I went through a similar reasoning before the opening post, but I would define the neighborhood of $(1,0)$
as $U = \ ](\cos\epsilon,\sin\epsilon), (1,0)]$, in which case $f(U) = \ ]\epsilon, 2\pi] \subseteq V$ and the conclusion would be of continuity of $f$ at $(1,0)$. Could you point to me where I'm going wrong with this reasoning?

 

[kent davidge]

Oh, never mind. I realized that there are points to the right of $(1,0)$, which means one neighborhood of it would be of the form you said earlier. Then $f(U)$ is not in $V$. So our conclusion is that there cannot be an embedding because the mapping is not continuous, correct?

 

[fresh_42]

Yes, it's not continuous, unless we change the topologies, but then the statement loses its meaning. Or we could compactify $]0,2\pi]$ by identifying its ends, but then we have a circle again, just with two different representations: points or angles.

$\mathbb{S}^1$ is the projective real line $\mathbb{P}(1,\mathbb{R})$ where the points at infinity are identified.

 

[mathwonk]

the circle is connected and compact so it image in R under any continuous function is a closed bounded interval. If the map were an embedding, or just injective, it would be a homeomorphism onto this interval, but an interval can be disconnected by removing one point, while the circle cannot. hence no continuous map S^1-->R is an embedding.

 

[lavinia]

Whitney's theorem tell us that a m-dimensional manifold embedds in $\mathbb{R}^{2m}$, but does not tells us if it embedds in $\mathbb{R}^n, n < 2m$. In special, I wanted to know whether the circle embedds in $\mathbb{R}$. For this, I tried constructing a function $f: \mathbb{S}^1 \longrightarrow \mathbb{R}$ given by $f(\cos\theta, \sin\theta) = \theta$ for $(\cos\theta, \sin\theta) \in \mathbb{S}^1$. The image is $f(\mathbb{S}^1) = (0, 2 \pi]$ if $\mathbb{S}^1$ is defined as usual as a subset of $\mathbb{R}^2$ with $\theta$ on that interval.

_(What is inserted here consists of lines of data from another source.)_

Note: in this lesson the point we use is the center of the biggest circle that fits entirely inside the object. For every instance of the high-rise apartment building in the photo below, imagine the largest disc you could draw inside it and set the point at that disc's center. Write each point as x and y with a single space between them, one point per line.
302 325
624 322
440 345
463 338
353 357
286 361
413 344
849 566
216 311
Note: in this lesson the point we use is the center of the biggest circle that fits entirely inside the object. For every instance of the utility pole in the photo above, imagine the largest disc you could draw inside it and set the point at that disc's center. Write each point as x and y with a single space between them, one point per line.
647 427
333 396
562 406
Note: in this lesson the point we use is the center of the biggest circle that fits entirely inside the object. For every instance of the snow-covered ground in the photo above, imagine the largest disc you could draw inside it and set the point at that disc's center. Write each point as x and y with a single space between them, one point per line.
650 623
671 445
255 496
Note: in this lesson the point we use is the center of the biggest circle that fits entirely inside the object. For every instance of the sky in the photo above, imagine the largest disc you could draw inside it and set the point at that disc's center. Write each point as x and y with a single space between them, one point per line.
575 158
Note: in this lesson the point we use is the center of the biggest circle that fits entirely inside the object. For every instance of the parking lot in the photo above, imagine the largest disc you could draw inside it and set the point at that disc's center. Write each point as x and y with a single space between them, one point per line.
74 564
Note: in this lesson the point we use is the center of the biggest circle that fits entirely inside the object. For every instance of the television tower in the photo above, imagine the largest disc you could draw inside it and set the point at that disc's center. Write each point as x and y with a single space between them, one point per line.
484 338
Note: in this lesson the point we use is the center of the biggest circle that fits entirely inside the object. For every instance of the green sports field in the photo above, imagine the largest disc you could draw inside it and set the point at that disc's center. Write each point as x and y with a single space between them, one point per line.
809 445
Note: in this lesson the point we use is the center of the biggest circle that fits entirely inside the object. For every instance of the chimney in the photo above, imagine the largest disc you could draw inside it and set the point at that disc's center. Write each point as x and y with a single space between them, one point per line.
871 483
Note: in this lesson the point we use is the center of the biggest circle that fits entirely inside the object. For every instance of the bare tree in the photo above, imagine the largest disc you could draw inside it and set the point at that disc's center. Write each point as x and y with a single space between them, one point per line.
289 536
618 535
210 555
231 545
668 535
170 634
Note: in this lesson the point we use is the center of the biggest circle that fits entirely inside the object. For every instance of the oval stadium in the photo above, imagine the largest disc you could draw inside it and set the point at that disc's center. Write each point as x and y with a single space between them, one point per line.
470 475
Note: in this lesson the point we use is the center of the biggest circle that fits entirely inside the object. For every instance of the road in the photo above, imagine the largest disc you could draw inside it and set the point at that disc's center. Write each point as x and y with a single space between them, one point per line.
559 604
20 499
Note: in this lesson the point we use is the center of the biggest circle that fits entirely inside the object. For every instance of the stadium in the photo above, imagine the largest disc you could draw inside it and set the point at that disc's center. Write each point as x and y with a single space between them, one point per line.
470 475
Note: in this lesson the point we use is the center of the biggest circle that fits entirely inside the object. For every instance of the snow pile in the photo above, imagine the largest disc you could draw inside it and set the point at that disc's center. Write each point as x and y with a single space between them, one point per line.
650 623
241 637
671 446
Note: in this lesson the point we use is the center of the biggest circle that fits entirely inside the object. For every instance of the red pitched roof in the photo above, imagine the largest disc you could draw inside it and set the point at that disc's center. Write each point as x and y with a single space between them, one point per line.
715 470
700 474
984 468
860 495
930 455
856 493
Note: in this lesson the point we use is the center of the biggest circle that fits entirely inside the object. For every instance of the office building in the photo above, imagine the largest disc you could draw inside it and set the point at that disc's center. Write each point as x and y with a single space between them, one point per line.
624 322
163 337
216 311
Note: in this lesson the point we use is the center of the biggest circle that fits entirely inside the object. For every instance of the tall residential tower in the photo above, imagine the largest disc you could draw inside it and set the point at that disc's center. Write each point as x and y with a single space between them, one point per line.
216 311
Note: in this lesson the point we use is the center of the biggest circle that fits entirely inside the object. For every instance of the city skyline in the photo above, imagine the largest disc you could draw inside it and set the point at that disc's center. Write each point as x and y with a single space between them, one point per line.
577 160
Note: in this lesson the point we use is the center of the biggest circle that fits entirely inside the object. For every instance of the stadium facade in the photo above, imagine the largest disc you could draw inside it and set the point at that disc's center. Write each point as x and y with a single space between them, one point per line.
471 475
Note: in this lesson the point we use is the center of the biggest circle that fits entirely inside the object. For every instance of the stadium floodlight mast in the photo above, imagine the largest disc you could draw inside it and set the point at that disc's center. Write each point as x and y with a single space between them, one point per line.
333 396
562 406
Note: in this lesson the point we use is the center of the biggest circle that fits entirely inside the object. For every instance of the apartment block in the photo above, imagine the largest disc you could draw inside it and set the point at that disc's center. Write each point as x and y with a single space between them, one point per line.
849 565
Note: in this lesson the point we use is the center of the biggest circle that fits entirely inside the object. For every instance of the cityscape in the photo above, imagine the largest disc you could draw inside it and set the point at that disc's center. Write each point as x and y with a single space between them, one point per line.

Such function $f$ seems to be the more natural mapping I can think of, for its inverse is how $\mathbb{S}^1$ is typically defined. The problem is that $(0, 2 \pi]$ is not open in $\mathbb{R}$ (usual topology) whereas $\mathbb{S}^1$ is open in itself (subspace topology). So should I conclude that $\mathbb{S}^1$ does not embedd in $\mathbb{R}$?

Whitney's Theorem is about smooth embeddings of smooth manifolds in Euclidean space. A smooth embedding by definition has no singularities. For an embedding into $R$ this means that the function's derivative is nowhere zero.

A function from the circle into $R$ must have a maximum and a minimum - because the circle is compact - and at these points the function's derivative is zero.

Also, at these points the derivative reverses sign so the function is not 1-1 in neighborhood of the critical points.

- More generally one can not embed a compact n-manifold in $R^{n}$. Any n- dimensional submanifold of $R^{n}$ must be an open set since each point has an open neighborhood that is homeomorphic to an open n dimensional ball.

 

[kent davidge]

Whitney's Theorem is about smooth embeddings of smooth manifolds in Euclidean space

Thanks for pointing this out

For an embedding into $R$ this means that the function's derivative is nowhere zero

...because otherwise the derivative map would not be injective?

 

[lavinia]

Thanks for pointing this out

...because otherwise the derivative map would not be injective?

Yes. An embedding is a difeomorphisrm so the derivative map must be an isomorphism on each tangent plane.